The James River (also known as the Jim River or the Dakota River) is a tributary of the Missouri River, approximately 710 mi (1,143 km) long, in the U.S. states of North Dakota and South Dakota. The river provides the main drainage of the flat lowland area of the Dakotas between the two plateau regions known as the Coteau du Missouri and the Coteau des Prairies.
This narrow area was formed by the lobe of a glacier during the last ice age, and as a consequence the watershed of the river is slender and it has few major tributaries for a river of its length. The James River has the somewhat dubious distinction of being the longest unnavigable river in the world. The river rises in Wells County, North Dakota, approximately 10 mi (16 km) northwest of Fessenden. It flows briefly east towards New Rockford, then generally SSE through eastern North Dakota, past Jamestown, where it is first impounded by a large reservoir (the Jamestown Dam), and then joined by the Pipestem River. It enters northeastern South Dakota in Brown County, where it is impounded to form two reservoirs northeast of Aberdeen.

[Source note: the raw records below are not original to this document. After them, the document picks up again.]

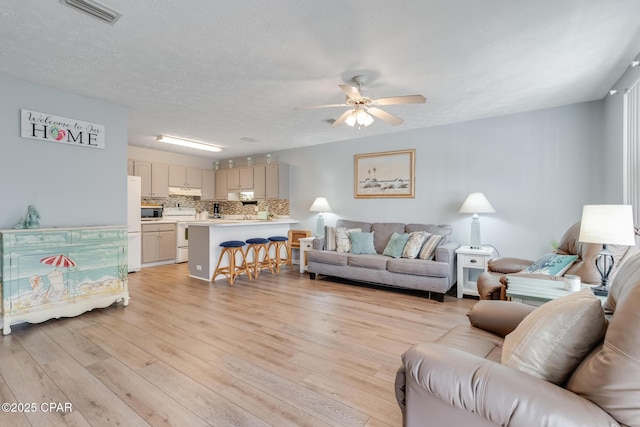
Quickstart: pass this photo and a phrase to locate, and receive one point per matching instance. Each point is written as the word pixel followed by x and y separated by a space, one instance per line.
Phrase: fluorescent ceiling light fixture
pixel 188 143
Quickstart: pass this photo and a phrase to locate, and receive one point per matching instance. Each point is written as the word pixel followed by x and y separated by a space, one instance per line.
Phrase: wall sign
pixel 47 127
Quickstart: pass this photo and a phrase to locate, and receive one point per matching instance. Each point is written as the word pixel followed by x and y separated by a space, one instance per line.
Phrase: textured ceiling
pixel 225 72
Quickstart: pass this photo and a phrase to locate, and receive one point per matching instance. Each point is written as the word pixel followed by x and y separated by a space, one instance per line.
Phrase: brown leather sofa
pixel 492 284
pixel 459 381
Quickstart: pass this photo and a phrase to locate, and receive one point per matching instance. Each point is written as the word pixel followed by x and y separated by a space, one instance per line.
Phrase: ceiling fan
pixel 364 106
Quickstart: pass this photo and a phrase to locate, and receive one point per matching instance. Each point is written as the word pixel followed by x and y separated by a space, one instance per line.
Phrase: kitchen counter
pixel 205 237
pixel 158 221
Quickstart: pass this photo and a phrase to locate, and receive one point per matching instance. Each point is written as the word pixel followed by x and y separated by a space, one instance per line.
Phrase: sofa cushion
pixel 414 244
pixel 372 262
pixel 396 244
pixel 430 245
pixel 364 226
pixel 443 230
pixel 343 242
pixel 418 267
pixel 552 341
pixel 551 264
pixel 330 238
pixel 327 257
pixel 384 231
pixel 361 243
pixel 609 375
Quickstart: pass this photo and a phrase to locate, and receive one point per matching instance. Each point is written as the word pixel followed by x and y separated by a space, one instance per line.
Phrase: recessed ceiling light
pixel 95 9
pixel 188 143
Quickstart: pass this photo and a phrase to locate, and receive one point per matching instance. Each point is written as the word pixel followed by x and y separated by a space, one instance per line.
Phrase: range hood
pixel 179 191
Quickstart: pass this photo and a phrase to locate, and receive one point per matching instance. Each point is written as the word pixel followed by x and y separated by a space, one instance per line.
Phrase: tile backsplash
pixel 227 207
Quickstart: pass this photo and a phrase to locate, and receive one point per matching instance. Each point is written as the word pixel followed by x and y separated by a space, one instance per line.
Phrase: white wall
pixel 538 169
pixel 69 185
pixel 164 157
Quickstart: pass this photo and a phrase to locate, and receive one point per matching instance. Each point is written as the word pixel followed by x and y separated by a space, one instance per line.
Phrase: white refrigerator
pixel 133 222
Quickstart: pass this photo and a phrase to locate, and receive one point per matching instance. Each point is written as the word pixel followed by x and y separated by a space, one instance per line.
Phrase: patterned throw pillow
pixel 430 245
pixel 362 243
pixel 396 244
pixel 551 264
pixel 330 238
pixel 343 243
pixel 415 242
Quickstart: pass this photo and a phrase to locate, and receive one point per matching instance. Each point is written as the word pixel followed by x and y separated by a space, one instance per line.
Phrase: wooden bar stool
pixel 279 243
pixel 231 248
pixel 258 245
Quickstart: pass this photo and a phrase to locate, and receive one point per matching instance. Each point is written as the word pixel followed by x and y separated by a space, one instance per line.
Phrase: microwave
pixel 151 212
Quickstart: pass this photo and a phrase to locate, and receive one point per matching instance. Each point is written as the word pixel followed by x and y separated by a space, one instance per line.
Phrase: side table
pixel 306 243
pixel 468 260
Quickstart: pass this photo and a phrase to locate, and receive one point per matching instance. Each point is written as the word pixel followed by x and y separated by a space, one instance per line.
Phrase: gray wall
pixel 537 169
pixel 70 185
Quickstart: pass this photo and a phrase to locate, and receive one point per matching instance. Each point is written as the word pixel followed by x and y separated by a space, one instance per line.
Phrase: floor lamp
pixel 320 205
pixel 607 225
pixel 476 203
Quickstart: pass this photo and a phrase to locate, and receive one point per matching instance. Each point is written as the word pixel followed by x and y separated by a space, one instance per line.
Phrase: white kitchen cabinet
pixel 208 185
pixel 221 184
pixel 270 181
pixel 158 242
pixel 185 177
pixel 239 179
pixel 260 182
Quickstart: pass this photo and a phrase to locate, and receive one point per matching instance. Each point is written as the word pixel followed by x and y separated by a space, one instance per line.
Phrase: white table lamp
pixel 606 224
pixel 320 205
pixel 476 203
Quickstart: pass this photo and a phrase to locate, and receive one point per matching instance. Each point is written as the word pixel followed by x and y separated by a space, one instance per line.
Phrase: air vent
pixel 94 9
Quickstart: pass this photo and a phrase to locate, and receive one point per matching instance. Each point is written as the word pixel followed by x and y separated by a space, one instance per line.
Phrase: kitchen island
pixel 205 238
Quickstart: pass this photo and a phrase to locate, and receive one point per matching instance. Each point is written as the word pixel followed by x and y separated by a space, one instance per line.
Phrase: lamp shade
pixel 607 224
pixel 320 204
pixel 476 203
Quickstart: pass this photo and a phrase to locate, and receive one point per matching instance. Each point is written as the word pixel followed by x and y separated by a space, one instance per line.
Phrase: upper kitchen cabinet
pixel 240 178
pixel 270 181
pixel 208 185
pixel 154 178
pixel 221 184
pixel 185 177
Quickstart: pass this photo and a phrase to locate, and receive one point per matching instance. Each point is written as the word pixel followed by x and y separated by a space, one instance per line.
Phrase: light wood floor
pixel 282 350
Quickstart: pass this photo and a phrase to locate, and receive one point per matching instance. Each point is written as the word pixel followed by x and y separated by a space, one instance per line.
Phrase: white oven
pixel 182 216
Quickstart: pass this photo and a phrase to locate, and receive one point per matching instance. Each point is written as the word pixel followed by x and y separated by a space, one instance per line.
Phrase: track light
pixel 188 143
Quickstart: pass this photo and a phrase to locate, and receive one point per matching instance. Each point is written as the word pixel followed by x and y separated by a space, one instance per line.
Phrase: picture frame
pixel 389 174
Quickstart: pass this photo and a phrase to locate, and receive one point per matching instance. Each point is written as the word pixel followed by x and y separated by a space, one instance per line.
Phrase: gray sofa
pixel 436 276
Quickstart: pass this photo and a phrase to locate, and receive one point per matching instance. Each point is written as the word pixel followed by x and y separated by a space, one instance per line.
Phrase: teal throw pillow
pixel 551 264
pixel 362 243
pixel 395 246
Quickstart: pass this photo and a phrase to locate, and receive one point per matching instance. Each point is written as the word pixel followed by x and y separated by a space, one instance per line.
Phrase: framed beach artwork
pixel 386 174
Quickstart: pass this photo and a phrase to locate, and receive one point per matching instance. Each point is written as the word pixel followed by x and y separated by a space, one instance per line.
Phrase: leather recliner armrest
pixel 498 317
pixel 508 265
pixel 497 393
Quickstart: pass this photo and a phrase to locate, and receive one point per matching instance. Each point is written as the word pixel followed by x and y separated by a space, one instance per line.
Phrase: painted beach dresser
pixel 61 272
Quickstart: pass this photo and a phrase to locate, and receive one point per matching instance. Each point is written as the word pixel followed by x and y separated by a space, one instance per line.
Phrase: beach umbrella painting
pixel 55 277
pixel 58 261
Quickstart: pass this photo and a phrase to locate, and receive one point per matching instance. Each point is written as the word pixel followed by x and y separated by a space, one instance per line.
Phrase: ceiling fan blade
pixel 352 92
pixel 341 119
pixel 397 100
pixel 313 107
pixel 383 115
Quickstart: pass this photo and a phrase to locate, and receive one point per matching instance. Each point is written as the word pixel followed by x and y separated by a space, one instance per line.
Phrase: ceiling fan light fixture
pixel 188 143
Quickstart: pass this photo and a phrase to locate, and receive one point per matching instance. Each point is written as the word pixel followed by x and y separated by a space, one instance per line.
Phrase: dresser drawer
pixel 98 235
pixel 38 238
pixel 473 261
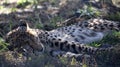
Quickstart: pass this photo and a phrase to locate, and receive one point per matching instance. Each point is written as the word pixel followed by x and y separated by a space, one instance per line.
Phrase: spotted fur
pixel 70 38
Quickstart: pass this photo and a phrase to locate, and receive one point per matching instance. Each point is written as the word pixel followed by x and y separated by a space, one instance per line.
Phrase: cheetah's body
pixel 70 38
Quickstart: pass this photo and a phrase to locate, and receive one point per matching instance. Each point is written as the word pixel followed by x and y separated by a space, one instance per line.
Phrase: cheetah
pixel 73 38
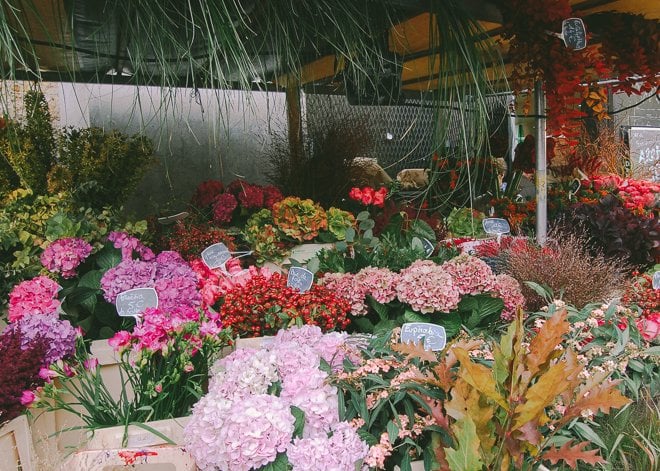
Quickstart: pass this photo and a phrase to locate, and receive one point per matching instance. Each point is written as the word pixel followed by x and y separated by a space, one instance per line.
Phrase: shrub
pixel 615 231
pixel 567 268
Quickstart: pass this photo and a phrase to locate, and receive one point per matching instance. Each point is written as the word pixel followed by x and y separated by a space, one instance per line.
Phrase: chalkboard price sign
pixel 132 302
pixel 497 226
pixel 216 255
pixel 429 247
pixel 435 337
pixel 574 33
pixel 300 278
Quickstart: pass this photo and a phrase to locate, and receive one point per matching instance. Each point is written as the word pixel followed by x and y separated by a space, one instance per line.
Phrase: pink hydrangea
pixel 65 255
pixel 343 285
pixel 471 275
pixel 508 288
pixel 238 435
pixel 339 452
pixel 35 296
pixel 380 283
pixel 223 208
pixel 129 246
pixel 427 287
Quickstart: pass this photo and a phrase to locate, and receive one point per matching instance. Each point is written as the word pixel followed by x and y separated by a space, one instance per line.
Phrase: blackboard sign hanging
pixel 132 302
pixel 435 337
pixel 300 278
pixel 216 255
pixel 574 33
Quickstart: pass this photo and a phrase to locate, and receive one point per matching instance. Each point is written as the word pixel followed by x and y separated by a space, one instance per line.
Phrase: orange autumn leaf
pixel 415 350
pixel 479 377
pixel 571 454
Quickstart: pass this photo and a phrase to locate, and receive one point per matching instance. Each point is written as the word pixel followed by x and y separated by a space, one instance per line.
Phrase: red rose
pixel 355 194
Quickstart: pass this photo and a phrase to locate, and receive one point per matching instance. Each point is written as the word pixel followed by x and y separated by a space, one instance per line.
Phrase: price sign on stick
pixel 435 337
pixel 216 255
pixel 300 279
pixel 132 302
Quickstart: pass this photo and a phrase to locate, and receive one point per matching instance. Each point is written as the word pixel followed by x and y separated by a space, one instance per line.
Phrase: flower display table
pixel 16 445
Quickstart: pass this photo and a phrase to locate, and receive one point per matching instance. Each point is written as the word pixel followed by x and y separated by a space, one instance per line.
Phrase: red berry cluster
pixel 190 239
pixel 264 305
pixel 641 293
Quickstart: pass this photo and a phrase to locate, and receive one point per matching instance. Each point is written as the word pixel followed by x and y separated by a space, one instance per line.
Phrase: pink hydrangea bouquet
pixel 461 291
pixel 274 409
pixel 164 364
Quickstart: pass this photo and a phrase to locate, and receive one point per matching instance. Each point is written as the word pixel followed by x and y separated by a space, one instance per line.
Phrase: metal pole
pixel 541 164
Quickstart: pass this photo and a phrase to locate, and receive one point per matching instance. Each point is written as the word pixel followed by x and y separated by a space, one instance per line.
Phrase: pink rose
pixel 120 340
pixel 649 326
pixel 27 398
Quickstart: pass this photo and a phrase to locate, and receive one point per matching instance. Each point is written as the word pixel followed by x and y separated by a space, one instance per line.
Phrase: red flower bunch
pixel 263 305
pixel 369 196
pixel 636 195
pixel 205 193
pixel 191 239
pixel 641 294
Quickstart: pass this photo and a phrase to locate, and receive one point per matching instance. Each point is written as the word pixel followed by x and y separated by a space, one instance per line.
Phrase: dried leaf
pixel 542 347
pixel 479 377
pixel 465 457
pixel 571 454
pixel 415 350
pixel 602 398
pixel 541 395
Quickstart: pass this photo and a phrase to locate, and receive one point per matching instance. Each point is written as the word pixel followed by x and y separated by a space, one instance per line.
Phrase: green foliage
pixel 30 148
pixel 103 168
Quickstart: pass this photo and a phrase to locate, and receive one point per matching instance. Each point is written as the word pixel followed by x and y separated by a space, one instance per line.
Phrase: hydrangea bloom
pixel 339 452
pixel 508 288
pixel 127 275
pixel 59 335
pixel 240 435
pixel 378 282
pixel 129 245
pixel 35 296
pixel 427 287
pixel 65 255
pixel 239 426
pixel 471 275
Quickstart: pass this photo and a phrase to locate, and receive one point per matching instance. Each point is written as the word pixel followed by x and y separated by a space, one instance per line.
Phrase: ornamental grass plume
pixel 566 267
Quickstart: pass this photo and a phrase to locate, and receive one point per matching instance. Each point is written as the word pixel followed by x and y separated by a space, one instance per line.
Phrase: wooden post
pixel 294 117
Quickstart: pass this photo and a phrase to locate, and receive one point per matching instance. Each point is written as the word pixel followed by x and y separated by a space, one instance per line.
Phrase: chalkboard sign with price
pixel 132 302
pixel 435 337
pixel 216 255
pixel 497 226
pixel 300 278
pixel 574 33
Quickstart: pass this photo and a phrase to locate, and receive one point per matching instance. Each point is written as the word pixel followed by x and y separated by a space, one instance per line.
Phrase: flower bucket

River conditions during normal years include still water on both the James and its tributaries as well as flooding. Floods occur after snowmelt or heavy rains, as water easily breaches the James' low banks, and such floods tend to cover a significant portion of the floodplain. When the river is still, water quality drops. Major Flooding last occured in 2009, a year North Dakota saw the most wide spread flooding during a single spring since statehood. Flooding in North Dakota, started in March by winter storms, and lasted untill late spring.
Fishermen in the James River will find a variety of fish including smallmouth bass, largemouth bass, bluegill, catfish, rock bass, northern pike, yellow bullhead, crappie and carp here. Whether you're baitcasting, fly fishing or spinning your chances of getting a bite here are good. So grab your favorite fly fishing rod and reel, and head out to James River.
One of the key reasons most people paddle is to experience the beauty of the outdoors. The rivers and lakes in North Dakota provide canoeists and kayakers with excellent opportunities to enjoy the outdoors, breathe fresh air, and enjoy nature. The James River, a typical prairie stream, has been noted as the longest unnavigable river in the world. Fortunately, this distinction doesn't apply to paddlers who travel the river in spring and early summer. The 28-mile segment from Fisher Grove State Park to the James River Lakeside Use Area near the Diversion Dam in Beadle County is a popular trip. Several roads cross this meandering segment as it flows through a timbered area dotted with marshes and farmland. A popular canoe run has been the James River, starting in Grand Rapids and canoeing down to the James River Dam site in LaMoure. Bring your own canoe. Fort Ransom State Park offers canoeing within the park and also has rentals available.